Repo! is in a big part the coming-of-age story of girl named Shilo since at the end she is liberated from the hands of her dominant and over-protective father and is free to go out to the world and do whatever she wants. It's also pretty much a fairytale; Blind Mag is a fairy-like godmother to Shilo. On of the things I really like about it is that there is neither a Charming Prince nor a Knight In Shining Armor. It's just her. Shilo has to find out by herself the truth behind her father and the control the company's owner has over him, which are all linked to her mother's dead.
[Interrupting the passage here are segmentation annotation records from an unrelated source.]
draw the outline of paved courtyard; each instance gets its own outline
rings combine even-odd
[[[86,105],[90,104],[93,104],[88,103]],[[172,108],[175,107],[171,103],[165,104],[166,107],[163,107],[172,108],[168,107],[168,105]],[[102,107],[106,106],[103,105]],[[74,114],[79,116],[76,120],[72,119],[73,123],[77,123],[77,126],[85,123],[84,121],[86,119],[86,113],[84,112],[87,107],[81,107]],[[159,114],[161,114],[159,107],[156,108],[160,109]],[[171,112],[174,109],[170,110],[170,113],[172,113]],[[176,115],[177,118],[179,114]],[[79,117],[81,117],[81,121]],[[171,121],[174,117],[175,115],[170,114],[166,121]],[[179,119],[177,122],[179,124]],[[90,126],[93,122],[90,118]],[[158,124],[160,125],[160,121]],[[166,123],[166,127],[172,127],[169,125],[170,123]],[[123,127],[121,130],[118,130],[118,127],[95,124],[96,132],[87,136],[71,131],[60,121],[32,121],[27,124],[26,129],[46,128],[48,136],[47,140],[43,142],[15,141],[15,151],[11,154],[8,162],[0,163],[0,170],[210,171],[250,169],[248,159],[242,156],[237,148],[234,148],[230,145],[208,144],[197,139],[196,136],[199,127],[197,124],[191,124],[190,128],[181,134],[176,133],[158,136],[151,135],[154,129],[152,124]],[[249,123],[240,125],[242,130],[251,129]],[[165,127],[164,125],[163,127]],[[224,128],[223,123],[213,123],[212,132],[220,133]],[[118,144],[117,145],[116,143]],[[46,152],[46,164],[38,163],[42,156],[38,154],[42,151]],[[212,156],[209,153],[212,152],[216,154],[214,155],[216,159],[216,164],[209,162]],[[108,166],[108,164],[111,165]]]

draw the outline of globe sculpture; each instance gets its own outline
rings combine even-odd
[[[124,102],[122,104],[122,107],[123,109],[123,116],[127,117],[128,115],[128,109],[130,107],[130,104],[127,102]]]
Meanwhile, Repo Men is about this guy who only begins to feel empathy towards others when he's actually affected by the very work he used to do.

So, yeah.

Something interesting is the importance of songs in both movies. And I mean songs with lyrics and stuff. In Repo!, well, it's a musical, and in Repo Men there are a lot of songs playing in the background, and the lyrics are somewhat relevant to what is going on or what is going to happen.
Also, one of the clients who are going to be repossessed, the calmest one of them all, who even has some lines before the procedure starts, is a music producter, and Beth is a singer.

While I'm at it, what's with the action movies that just plain don't want to keep families together? As soon as I saw that the protagonist of Repo Men had a wife and a kid, I told myself: "the guy is going to end up with another woman at the end, right?" And yes, I was right. In a way, since the guy ended up hooked up to the Matrix. The important thing here is that his Happy World excluded the wife and child, and part of that dream sequence had the boy knocking out his mom with a taser to shut her up.

So yes, I did side with the wife about her decision of throwing the guy away. At least she and her son survived the movie?

TL;DR: If Repo Men wanted to be an ultra-violent satiric take on modern society, I still think RoboCop did it better.
Also, the scene with the guy fighting his way through a corridor full of enemies? Better done in Oldboy where all Dae-Su had was one hammer and no assistant.